Неожиданно он сделал резкий выпад вперед и рухнул на Лукина – пакет вылетел из руки, совершил в воздухе кульбит и спланировал в реку. Одновременно нечто темное просвистело мимо друзей с душераздирающим воем и кляксой растеклось на тротуаре в нескольких метрах от валяющихся на асфальте Хлебникова и Лукина.
– «Долго-долго крокодил море синее тушил и блинами, пирогами и ватрушками…» – прошептал Ванька, с тоской провожая взглядом уплывающие по течению Москвы-реки ватрушки и пирожки.

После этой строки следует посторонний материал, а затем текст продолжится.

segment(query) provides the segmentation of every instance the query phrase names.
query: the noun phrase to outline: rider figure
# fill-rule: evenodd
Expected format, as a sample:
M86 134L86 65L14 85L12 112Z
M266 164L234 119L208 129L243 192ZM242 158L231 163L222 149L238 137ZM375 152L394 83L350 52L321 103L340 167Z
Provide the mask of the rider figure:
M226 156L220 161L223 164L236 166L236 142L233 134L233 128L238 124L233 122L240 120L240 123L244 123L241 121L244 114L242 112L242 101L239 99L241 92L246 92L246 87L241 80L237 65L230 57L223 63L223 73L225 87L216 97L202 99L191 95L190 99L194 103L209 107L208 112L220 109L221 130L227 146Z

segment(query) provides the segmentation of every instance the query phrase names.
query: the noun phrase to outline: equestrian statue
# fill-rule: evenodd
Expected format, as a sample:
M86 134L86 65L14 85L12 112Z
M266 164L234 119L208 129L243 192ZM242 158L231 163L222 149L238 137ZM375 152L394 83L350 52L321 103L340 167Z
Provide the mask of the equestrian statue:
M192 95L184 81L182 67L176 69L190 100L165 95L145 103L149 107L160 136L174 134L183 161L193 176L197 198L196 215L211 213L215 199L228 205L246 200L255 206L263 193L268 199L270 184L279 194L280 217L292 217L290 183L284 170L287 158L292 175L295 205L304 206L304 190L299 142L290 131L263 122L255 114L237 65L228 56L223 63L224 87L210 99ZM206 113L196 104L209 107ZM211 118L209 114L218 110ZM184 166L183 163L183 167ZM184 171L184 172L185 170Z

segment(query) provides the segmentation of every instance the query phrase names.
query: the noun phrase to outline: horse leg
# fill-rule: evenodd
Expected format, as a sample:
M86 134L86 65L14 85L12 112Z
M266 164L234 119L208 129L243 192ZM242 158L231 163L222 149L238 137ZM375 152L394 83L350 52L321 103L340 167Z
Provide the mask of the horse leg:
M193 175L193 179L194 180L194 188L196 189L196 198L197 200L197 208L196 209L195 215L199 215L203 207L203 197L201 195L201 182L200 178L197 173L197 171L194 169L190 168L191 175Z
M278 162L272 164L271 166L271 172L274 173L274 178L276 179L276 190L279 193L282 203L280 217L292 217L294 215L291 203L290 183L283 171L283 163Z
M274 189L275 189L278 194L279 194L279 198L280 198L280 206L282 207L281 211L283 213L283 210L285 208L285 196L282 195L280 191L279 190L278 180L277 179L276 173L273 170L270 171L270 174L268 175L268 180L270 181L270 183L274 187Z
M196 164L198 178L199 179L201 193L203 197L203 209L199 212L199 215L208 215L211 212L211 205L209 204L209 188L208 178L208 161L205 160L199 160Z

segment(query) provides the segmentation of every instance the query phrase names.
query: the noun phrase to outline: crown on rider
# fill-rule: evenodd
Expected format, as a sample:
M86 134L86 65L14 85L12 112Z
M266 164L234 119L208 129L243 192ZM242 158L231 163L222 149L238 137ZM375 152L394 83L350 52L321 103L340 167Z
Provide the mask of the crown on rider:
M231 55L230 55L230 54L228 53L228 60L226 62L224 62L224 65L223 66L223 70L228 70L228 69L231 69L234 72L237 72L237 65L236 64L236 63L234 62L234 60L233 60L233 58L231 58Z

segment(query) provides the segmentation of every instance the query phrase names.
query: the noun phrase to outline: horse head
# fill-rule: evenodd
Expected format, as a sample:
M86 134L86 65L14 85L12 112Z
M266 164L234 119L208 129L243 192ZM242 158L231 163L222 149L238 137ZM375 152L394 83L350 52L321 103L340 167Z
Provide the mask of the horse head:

– «Пирогами, и блинами, и сушеными грибами», – машинально поправил Лукин, вспомнив всем известное стихотворение. Затем с трудом стряхнул с себя тело Павла, соскребся с асфальта и, разинув рот, уставился на кляксу на тротуаре. Вернее – на кучу мерцающих юбок.
Из тряпья торчала голова с выбритыми висками и синими, красными и черными дредами – с одной стороны, а с другой высовывались худые коленки, утянутые сетчатыми чулками. Голову создания украшала маленькая кожаная шляпка, словно прибитая к темечку гвоздем; тонкие руки были затянуты в атласные перчатки без пальцев; на шее красовалась гроздь черепушек; в ушах – кресты; в носу и губе – пирсинг. Синие глазищи в дикой черной обводке на фоне неестественно бледной физиономии казались инопланетными. Девица выглядела как пришелец из космоса или визитерша из прошлого, если бы не ролики – обычные, из спортивного магазина, с которых, собственно, она и кувыркнулась на тротуар, сбив с ног Павлушу, лишив друзей ужина.